Während Arbeitnehmer mit Stempeluhr, Leistungsdruck und Befristung leben müssen, reicht im Bundestag ein Mandat – und schon verwandelt sich Verantwortung in Dekoration. Das politische Mandat ist zur Vollkasko-Versicherung für Karrieristen geworden, denen der Kontakt zum Wahlkreis oft genauso fremd ist wie der Blick ins Grundgesetz.
Karriere ohne Können
Doch nicht nur das System ist dysfunktional – auch viele seiner Protagonisten sind es. Denn man wagt kaum zu fragen, mit welchen Qualifikationen manche unserer hochdotierten Volksvertreter eigentlich in ihr Mandat gestolpert sind. Die nüchterne Antwort: mit erstaunlich wenig. Kein Abschluss, keine Ausbildung, kein Beruf – dafür aber eine steile Karriere im Fahrstuhl der Parteijugend. Wer es früh genug schafft, im JU-Kreisverband Flyer zu verteilen, kann heute ohne einen einzigen Tag ehrlicher Erwerbsarbeit ins Parlament einziehen – und dort das Leben von Millionen mitgestalten, deren Realität er nie kennengelernt hat.

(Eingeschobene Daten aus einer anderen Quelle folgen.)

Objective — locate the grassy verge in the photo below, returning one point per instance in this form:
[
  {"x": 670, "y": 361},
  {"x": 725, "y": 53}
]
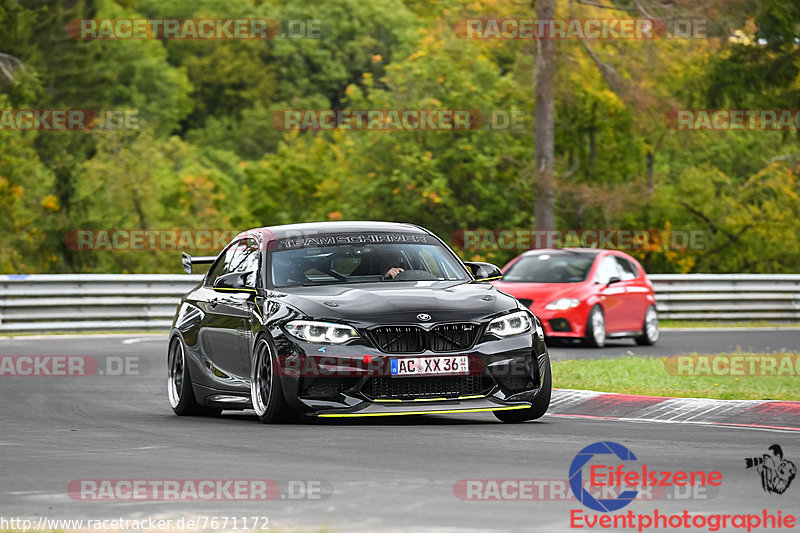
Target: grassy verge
[{"x": 649, "y": 376}]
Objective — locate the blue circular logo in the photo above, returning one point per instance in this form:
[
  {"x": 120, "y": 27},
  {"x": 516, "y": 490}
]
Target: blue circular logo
[{"x": 576, "y": 476}]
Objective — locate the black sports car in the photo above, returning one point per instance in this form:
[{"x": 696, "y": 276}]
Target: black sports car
[{"x": 353, "y": 319}]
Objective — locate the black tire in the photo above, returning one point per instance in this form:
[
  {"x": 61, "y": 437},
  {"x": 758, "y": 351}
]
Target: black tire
[
  {"x": 540, "y": 404},
  {"x": 266, "y": 392},
  {"x": 595, "y": 328},
  {"x": 179, "y": 384},
  {"x": 650, "y": 332}
]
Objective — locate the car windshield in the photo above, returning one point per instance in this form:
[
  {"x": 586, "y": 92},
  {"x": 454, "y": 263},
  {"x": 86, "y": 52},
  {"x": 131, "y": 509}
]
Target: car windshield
[
  {"x": 551, "y": 268},
  {"x": 362, "y": 258}
]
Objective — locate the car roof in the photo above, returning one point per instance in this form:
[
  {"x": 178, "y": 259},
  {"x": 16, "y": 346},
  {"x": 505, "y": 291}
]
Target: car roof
[{"x": 346, "y": 226}]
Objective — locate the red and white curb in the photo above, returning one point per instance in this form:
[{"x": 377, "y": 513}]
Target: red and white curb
[{"x": 756, "y": 414}]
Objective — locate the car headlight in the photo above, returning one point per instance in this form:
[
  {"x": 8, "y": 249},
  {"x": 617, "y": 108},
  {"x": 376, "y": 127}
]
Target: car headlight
[
  {"x": 563, "y": 303},
  {"x": 511, "y": 324},
  {"x": 311, "y": 331}
]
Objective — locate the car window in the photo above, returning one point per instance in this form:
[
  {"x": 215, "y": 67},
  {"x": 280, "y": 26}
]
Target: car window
[
  {"x": 242, "y": 256},
  {"x": 556, "y": 267},
  {"x": 626, "y": 269},
  {"x": 362, "y": 258},
  {"x": 607, "y": 269}
]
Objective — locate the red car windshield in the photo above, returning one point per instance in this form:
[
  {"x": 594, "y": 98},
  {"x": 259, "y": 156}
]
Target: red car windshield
[{"x": 550, "y": 268}]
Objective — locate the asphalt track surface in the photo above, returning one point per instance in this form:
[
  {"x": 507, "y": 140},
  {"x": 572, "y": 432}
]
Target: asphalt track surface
[{"x": 393, "y": 474}]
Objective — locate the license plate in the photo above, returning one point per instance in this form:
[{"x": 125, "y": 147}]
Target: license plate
[{"x": 427, "y": 366}]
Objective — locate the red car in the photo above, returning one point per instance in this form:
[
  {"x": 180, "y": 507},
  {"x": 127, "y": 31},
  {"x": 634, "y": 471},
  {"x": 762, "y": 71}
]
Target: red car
[{"x": 583, "y": 293}]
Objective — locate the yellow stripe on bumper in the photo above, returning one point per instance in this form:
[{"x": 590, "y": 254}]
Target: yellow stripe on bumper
[{"x": 446, "y": 412}]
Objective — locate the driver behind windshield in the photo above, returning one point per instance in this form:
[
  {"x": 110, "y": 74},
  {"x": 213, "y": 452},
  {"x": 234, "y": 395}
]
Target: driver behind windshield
[{"x": 389, "y": 262}]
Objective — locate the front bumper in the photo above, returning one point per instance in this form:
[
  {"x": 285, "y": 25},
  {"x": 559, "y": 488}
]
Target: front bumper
[
  {"x": 423, "y": 407},
  {"x": 353, "y": 380}
]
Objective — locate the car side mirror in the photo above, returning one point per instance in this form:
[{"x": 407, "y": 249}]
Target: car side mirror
[
  {"x": 232, "y": 282},
  {"x": 484, "y": 271}
]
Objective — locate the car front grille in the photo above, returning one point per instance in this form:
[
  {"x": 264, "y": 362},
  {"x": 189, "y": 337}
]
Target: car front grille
[
  {"x": 326, "y": 387},
  {"x": 414, "y": 339},
  {"x": 380, "y": 388}
]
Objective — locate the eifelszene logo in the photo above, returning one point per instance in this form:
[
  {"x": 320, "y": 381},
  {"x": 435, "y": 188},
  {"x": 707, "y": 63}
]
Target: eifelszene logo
[
  {"x": 620, "y": 483},
  {"x": 776, "y": 472},
  {"x": 576, "y": 477}
]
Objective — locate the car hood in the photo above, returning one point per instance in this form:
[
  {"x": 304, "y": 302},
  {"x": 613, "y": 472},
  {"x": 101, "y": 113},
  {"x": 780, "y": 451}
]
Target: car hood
[
  {"x": 543, "y": 293},
  {"x": 400, "y": 302}
]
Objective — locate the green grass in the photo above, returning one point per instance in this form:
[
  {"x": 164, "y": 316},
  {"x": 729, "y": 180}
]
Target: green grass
[
  {"x": 649, "y": 376},
  {"x": 668, "y": 323}
]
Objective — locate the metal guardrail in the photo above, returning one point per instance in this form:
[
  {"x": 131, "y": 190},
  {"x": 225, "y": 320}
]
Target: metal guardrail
[
  {"x": 135, "y": 302},
  {"x": 773, "y": 297}
]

Das Ergebnis? Ein Rekordanteil von Akademikern im Bundestag – aber erschreckend viele davon ohne jeden Praxisbezug. Laut Auswertungen verfügen Dutzende Abgeordnete über keinen Berufsabschluss, einige nicht einmal über ein abgeschlossenes Studium. Sie gehören damit zu einer sehr exklusiven Gruppe: den bestbezahlten Ungelernten des Landes. Über 10.000 Euro monatlich Grundvergütung, steuerfreie Pauschalen, großzügige Altersversorgung – das alles ohne je wissen zu müssen, wie man eine Steuererklärung ausfüllt, eine Schicht in der Pflege überlebt oder mit drei Kindern durch den Wocheneinkauf kommt. Willkommen im Hochadel der Lebensferne.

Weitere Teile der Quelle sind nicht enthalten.